Es que desde ahora los “naranjitas” constituyen el órgano de fiscalización más ridículamente ineficiente del que se tenga recuerdo, cuyo costo es cuatro veces mayor que el canon cuyo pago controlan.

Luego llegó el turno de Martín Juez (FC), que después de un largo alegato en contra del proyecto votó a favor, fijando la postura que seguirían el resto de los integrantes de su bloque, que a diferencia de la UCR no se rompió. El Frente Cívico se mantuvo monolítico en una postura difícil de compatibilizar con la línea que cultiva Luis Juez. Y respaldó esta iniciativa, aparentemente, condicionado por su historia: las cooperativas surgieron durante la gestión municipal del juecismo.

Javier Fabre (UCR), por su parte, intentó darle un encuadre al asunto: ¿Para qué y por qué se cobra el estacionamiento medido? Es evidente que el Concejo Deliberante no quiso responder esa pregunta. O porque no quiso admitir que disimula un plan social debajo de un sistema de estacionamiento medido. O porque no quiere fijar pautas objetivas que encorseten al Ejecutivo a la hora de fijar la reglamentación de la ordenanza.

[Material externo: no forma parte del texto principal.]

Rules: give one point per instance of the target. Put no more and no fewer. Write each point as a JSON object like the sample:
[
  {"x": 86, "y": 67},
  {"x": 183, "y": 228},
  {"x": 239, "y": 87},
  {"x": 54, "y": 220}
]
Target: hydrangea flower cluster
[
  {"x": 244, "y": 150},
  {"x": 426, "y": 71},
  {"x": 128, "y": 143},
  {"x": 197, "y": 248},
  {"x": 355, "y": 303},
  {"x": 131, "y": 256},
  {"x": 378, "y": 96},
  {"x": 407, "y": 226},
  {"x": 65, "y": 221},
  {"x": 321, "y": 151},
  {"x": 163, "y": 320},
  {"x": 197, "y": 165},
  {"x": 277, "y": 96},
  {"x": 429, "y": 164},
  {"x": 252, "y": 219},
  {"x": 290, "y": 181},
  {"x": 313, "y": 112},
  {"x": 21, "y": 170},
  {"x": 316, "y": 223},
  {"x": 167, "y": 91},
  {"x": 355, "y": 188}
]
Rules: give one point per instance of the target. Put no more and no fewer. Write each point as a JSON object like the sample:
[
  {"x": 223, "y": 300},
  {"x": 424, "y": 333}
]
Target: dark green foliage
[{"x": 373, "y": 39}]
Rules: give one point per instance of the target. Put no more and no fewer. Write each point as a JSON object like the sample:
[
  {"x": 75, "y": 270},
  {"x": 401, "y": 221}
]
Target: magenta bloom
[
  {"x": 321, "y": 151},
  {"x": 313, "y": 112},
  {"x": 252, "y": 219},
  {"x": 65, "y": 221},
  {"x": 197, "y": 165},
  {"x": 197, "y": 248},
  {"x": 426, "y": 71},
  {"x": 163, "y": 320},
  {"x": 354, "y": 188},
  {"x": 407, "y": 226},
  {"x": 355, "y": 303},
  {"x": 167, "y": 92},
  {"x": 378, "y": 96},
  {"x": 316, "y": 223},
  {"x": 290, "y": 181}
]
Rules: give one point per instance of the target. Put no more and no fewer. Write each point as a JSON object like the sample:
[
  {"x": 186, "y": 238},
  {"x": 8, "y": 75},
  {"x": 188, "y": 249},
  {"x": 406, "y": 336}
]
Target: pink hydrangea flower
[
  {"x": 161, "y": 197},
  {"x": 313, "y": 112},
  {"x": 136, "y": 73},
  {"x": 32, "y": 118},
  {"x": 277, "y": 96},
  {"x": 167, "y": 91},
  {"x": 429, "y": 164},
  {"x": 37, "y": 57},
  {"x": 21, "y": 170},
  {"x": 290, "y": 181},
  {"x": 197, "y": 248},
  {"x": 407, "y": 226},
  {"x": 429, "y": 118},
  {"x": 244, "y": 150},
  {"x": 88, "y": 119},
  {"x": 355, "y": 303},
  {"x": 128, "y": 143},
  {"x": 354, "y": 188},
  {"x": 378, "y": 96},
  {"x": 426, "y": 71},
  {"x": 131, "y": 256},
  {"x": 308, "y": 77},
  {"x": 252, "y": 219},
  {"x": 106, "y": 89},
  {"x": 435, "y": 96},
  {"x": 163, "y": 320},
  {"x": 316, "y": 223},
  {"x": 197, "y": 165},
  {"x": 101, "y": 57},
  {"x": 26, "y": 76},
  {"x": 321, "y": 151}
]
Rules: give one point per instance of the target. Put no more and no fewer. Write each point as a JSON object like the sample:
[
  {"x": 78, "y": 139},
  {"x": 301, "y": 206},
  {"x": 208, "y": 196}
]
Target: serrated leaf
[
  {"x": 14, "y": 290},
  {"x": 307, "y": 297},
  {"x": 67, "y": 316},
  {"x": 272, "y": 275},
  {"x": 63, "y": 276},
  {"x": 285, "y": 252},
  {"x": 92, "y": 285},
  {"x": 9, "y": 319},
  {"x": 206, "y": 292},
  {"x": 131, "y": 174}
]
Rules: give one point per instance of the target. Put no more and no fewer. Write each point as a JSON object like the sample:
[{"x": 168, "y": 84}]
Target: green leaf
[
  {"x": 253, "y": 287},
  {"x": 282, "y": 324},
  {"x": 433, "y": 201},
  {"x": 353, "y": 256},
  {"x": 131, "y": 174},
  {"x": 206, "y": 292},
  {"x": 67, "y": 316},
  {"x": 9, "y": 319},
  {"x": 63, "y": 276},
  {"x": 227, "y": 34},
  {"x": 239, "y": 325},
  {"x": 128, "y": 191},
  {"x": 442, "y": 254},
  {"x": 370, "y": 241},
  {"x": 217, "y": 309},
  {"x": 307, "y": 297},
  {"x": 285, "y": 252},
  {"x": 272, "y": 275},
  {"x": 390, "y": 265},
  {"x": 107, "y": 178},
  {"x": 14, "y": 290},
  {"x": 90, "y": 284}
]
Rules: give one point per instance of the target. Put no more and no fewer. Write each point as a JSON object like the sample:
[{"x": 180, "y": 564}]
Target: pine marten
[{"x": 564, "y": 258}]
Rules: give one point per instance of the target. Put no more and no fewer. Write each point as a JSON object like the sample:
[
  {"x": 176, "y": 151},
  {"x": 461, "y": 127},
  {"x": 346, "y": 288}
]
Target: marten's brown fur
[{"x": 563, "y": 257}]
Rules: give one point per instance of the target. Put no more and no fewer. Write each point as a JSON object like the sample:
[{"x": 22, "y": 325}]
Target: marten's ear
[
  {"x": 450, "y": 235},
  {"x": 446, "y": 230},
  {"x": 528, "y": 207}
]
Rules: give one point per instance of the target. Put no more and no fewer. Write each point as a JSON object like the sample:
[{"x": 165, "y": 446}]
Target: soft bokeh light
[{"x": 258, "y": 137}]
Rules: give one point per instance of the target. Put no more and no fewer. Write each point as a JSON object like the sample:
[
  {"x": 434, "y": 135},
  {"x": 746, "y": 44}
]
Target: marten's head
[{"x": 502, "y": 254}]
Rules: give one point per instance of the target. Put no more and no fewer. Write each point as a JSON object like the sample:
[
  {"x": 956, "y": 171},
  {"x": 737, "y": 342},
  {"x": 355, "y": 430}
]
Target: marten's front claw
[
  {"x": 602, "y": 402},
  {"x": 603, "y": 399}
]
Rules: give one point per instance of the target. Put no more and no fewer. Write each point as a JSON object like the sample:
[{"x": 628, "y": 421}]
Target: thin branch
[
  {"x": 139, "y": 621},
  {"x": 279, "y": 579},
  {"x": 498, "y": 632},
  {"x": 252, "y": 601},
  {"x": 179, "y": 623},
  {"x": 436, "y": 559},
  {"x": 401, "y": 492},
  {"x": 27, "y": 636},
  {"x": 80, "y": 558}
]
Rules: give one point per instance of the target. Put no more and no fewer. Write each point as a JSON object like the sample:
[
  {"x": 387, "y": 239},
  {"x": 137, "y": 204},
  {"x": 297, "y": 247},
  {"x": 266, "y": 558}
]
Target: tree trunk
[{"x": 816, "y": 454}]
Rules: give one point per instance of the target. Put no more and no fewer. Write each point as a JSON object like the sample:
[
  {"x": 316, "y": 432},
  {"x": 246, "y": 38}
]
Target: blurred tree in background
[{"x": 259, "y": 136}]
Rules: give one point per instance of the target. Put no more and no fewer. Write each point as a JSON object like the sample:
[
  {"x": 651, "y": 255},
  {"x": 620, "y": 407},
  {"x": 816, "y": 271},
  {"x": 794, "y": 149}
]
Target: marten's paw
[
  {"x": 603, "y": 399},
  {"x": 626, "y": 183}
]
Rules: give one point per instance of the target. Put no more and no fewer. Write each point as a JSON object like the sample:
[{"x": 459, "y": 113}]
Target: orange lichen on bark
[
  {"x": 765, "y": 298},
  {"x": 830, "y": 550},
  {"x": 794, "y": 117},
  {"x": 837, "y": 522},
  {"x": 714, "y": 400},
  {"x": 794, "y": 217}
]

Antes del cierre del debate, Elisa Caffaratti, presidenta del bloque radical, también tomó la palabra, e hizo énfasis en el asunto que originó el reclamo: la falta de control. Y en la perfecta ausencia de precisiones que a este respecto adolece la ordenanza.

El debate concluyó con el voto afirmativo del oficialismo, el juecismo, Gabriel Huespe (Ciudadanos), Juan Balastegui (UCR) y Claudia Luján (UCR). Rechazaron Jessica Rovetto Yapur (Cordobeses por la Libertad), Cintia Frencia (FITU), Sohel El Sukaría (PRO) y la mayoría del bloque radical.